Estou no começo ainda, mas o engraçado é que acho que as frases mais sábias não são as de Thingol ou Melian, mas de Sador "Labadal", o servo manco da família de Húrin, que acaba se tornando um tutor importante na infância de Túrin.
O trecho que me chamou a atenção foi quando Morwen conta a Túrin seu plano de enviá-lo à Doriath para que ele não se torne um escravo dos lestenses que estão ocupando Hitlum. A primeira coisa que Túrin faz quando sua mãe lhe diz isso é ir falar com o seu tutor e confidente. Sador fica contente com a notícia, pois por mais dura que ela pareça ela é também uma oportunidade para que a linhagem de Húrin prospere. Mas o menino começa a chorar e muito sabiamente Sador questiona o garoto (mais ou menos assim):
_ Mas onde está aquele menino que disse que não via a hora de chegar o tempo em que ele poderia partir para ser o cavaleiro de algum rei élfico?
E Túrin enxuga as lágrimas e se lembre de ter dito isso respondendo:
_ Já que o filho de Húrin disse isso, não chorarei e cumprirei com a minha palavra. Mas sempre quando digo que vou fazer isso ou aquilo é sempre diferente de quando chega a hora de fazê-lo. Vou me policiar para não dizer mais tantas coisas.
Agora vem a frase foda do Sador:
_ É uma sábia decisão – Responde Sador – É o que muitos homens ensinam e poucos aprendem. “Deixe que os dias invisíveis passem. O dia de hoje é o bastante”.
Eu achei simplesmente incrível essa frase. Fiquei filosofando sobre ela e a relendo muitas vezes. O que ela de fato diz? Que dias invisíveis são esses? Porque o dia de hoje é o bastante? O que tudo isso tem a ver com o que falamos no dia-a-dia? Depois de muito refletir, cheguei a uma opinião do que essa frase de Sador disse para mim:
Cada palavra é uma pequena promessa. É um contrato.
Nesse momento Sador está ensinando honra ao garoto Túrin.
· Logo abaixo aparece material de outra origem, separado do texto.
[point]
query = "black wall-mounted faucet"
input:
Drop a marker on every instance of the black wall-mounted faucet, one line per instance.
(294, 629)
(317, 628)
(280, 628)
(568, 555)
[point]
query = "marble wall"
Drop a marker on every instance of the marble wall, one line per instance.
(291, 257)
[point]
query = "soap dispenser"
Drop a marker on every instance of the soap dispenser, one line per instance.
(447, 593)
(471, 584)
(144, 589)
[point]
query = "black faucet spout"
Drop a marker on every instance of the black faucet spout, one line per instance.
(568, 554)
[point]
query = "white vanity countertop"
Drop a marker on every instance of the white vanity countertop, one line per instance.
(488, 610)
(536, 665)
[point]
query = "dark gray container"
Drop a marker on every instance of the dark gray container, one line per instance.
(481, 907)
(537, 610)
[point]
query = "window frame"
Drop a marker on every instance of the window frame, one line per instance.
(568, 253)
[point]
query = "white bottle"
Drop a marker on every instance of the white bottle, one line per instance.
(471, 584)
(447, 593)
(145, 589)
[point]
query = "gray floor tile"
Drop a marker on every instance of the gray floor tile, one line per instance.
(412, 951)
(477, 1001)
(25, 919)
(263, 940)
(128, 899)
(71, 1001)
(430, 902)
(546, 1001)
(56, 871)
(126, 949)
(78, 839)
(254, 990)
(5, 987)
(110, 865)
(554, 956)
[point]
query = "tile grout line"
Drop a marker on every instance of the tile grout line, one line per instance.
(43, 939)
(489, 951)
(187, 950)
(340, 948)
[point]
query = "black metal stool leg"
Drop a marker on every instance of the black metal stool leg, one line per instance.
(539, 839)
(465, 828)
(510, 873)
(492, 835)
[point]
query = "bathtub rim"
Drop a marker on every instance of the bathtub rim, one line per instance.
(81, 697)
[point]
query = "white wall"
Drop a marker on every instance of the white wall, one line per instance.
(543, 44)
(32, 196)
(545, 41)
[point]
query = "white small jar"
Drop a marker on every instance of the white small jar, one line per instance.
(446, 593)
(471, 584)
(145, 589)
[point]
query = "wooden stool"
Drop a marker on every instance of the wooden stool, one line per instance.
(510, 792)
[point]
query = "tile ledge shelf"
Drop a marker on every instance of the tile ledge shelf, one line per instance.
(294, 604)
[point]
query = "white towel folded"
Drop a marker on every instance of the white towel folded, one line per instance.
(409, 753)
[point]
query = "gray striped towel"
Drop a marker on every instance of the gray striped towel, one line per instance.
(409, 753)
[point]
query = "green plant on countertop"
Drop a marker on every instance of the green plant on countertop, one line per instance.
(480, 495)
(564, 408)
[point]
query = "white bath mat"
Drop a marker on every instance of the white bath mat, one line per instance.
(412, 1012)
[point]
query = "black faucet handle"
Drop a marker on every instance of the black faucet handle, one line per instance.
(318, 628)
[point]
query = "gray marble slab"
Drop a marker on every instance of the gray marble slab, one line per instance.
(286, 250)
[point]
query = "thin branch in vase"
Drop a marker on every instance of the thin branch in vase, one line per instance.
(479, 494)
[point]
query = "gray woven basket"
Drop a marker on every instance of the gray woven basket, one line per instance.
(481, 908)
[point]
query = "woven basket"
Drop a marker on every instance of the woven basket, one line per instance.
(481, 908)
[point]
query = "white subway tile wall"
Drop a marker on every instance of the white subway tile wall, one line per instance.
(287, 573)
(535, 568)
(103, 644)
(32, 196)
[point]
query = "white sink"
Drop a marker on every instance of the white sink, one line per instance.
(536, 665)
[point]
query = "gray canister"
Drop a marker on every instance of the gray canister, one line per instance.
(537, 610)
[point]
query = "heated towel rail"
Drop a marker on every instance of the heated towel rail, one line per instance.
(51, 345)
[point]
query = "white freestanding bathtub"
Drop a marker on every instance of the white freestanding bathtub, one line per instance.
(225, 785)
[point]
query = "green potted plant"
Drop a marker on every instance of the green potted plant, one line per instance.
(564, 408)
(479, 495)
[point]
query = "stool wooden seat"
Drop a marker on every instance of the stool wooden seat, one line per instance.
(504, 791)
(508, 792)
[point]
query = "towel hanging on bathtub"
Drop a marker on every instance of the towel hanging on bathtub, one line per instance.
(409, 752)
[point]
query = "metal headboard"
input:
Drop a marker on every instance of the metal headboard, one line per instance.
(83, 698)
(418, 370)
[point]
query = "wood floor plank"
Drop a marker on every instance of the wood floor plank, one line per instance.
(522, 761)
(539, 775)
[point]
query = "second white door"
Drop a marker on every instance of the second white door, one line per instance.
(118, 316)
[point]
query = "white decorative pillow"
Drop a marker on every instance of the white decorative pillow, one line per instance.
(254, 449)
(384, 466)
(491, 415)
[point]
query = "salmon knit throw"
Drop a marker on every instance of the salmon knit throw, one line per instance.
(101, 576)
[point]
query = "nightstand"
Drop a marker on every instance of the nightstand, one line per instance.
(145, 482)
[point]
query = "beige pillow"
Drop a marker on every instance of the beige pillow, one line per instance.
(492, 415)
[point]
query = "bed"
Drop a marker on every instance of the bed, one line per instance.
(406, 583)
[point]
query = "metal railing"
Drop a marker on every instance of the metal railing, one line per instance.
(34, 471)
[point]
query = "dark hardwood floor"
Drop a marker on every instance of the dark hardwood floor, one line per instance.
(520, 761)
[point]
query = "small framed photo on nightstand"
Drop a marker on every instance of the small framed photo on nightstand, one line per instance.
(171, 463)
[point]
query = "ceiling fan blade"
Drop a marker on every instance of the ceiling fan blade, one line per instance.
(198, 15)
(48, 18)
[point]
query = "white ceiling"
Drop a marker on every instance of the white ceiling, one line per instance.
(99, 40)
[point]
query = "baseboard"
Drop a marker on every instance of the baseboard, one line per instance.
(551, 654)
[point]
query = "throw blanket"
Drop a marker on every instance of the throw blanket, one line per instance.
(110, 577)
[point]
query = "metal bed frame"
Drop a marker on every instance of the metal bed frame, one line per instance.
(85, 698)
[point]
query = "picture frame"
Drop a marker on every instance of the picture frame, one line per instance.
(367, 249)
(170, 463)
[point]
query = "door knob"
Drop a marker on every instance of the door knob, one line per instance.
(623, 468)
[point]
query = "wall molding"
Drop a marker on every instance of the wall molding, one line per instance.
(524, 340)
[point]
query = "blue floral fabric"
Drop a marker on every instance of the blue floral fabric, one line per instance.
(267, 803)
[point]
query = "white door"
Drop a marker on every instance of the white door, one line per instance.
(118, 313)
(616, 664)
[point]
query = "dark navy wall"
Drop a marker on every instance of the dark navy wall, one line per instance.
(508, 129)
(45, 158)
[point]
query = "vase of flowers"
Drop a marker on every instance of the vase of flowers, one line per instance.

Está dizendo que temos que ter cuidado com o que falamos, pois para os honestos, palavras não são vento, são contratos. Quando dizemos qualquer coisa temos que estar dispostos a agir da forma como falamos. Voltar atrás é coisa de moleque. Nem isso, pois mesmo as crianças são capazes de entender o certo e o errado e devem honrar o que dizem.
A palavra é um contrato. Quando se diz algo você se pronuncia, através da palavra falada. Não é a palavra escrita, mas ainda assim, é palavra. Quando se fala, não se assina um papel, mas coloca-se tua assinatura em teu destino. Se você cumprir com o que disse, começa a trilhar o caminho de uma pessoa honesta. Se você não dá valor à sua palavra e não a faz valer, começa a trilhar o caminho da desonestidade. Do engano. Da trapaça. O caminho fácil. O caminho de uma pessoa sem palavra.
Por isso é tão importante ser cuidadoso com o que se diz e honrar o que é dito.
Aquele que fala demais logo se transforma num mentiroso, pois logo as verdades que ele conhece se acabam e ele precisa inventar pequenas mentiras para poder continuar falando sem parar, como gosta. E com o tempo, sua palavra não vale mais nada. Pois todos sabem que pouco do que essa pessoa diz pode ser levado à serio. Uma vez que a pessoa não tem mais compromisso com as verdades que sua palavra carrega, desde que ela continue sempre sendo dita.
Olha que bonito isso. Quanto valor Tolkien dá a palavra falada. Ela tem igual importância quanto a palavra escrita. Palavra é palavra. Palavra é contrato. A palavra que você diz, define teu destino. O define enquanto ser humano, e com o tempo todos que olharem para você saberão quem você é por causa das coisas que você diz. Bonito, né? Para alguns, bonito e assustador, rs.
Sendo assim, Sador diz: “Deixe que os dias invisíveis passem. O dia de hoje é o bastante”.
Para mim, os “dias invisíveis” são os dias cotidianos, em que a cartilha de tua história é seguida à risca, o dia em que o ontem não se difere do hoje, tampouco do amanhã. O xérox do xérox. Dias assim são numerosos, mas não são a nossa vida.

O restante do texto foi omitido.